Health care affordability falls to five-year low in U.S. survey
A West Health-Gallup poll found 49% of U.S. adults were able to afford quality care in 2025, down from 61% in 2022.
By Daniel Okafor · Business Editor
3 min read
Fewer than half of U.S. adults were considered secure in their ability to afford quality health care last year, according to new data from the West Health-Gallup Affordability Index. The findings point to widening financial strain before several major federal health policy changes take effect.

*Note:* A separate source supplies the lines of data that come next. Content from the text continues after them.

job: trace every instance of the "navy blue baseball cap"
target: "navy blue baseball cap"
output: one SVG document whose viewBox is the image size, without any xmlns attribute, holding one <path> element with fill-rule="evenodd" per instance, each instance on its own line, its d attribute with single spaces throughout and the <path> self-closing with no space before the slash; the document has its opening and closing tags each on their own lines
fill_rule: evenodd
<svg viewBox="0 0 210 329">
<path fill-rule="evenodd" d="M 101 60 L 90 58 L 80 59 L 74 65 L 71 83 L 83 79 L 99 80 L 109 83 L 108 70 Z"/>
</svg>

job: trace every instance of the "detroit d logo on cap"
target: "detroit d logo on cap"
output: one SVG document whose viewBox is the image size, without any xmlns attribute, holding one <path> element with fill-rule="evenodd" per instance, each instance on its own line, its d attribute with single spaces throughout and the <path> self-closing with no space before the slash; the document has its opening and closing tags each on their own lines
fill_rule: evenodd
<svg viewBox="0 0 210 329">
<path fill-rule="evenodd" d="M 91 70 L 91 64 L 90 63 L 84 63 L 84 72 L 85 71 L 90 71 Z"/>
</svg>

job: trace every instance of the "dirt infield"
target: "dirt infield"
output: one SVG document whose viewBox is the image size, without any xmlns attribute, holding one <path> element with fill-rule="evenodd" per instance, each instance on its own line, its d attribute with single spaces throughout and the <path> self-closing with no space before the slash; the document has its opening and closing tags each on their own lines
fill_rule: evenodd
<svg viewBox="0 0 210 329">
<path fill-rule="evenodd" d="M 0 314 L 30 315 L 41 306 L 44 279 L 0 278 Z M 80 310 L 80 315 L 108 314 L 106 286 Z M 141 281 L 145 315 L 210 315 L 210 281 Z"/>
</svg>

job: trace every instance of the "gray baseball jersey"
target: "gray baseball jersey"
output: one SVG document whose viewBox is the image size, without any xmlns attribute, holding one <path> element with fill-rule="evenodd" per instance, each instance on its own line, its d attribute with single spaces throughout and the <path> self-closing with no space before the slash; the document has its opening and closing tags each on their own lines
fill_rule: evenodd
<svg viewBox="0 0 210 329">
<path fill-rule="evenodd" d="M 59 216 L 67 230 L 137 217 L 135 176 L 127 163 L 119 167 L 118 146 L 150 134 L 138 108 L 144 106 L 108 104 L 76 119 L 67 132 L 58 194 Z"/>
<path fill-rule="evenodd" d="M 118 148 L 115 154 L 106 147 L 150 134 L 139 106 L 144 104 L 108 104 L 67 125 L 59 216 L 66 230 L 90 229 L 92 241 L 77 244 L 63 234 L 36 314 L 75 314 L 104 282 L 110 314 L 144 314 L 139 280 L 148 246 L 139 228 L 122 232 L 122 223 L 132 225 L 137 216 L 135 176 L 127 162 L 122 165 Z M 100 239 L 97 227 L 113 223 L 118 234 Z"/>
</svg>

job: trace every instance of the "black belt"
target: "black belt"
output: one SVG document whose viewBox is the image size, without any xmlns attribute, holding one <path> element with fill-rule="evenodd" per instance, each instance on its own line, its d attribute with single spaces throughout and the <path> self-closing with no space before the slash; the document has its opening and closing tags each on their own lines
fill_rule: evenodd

The index found that 49% of adults were “cost secure” in 2025, meaning they reported both access to affordable, high-quality care and recent ability to pay for needed care and medicine. That share has fallen from 61% in 2022, after starting at 56% when the measure began in 2021, according to West Health and Gallup.
The survey was conducted from Oct. 27 to Dec. 22, 2025, using Gallup’s probability-based panel of 5,660 adults. Gallup reported a margin of sampling error of plus or minus 2.1 percentage points for the full adult sample.
Costs weigh on households
About three-quarters of adults said health care costs were either a major or minor financial burden for their family, according to the poll. Roughly three in 10 said those costs were not a burden.
Concern about future bills also rose. About half of respondents said they were concerned or extremely concerned that their household would be unable to pay for needed health care services in 2026, up from 42% in 2022, West Health and Gallup found.
More than half of respondents said health care costs added a lot or some stress to their daily lives. About three in 10 said those costs caused very little stress, while about two in 10 said they caused none.
The Associated Press reported that some patients described delaying goals or cutting family expenses because of medical bills. Twannetta Weaver, 43, of Sanford, Florida, told the AP that a slipped disk in 2025 brought medication and physical therapy costs that forced her to postpone work on a leadership degree by a year.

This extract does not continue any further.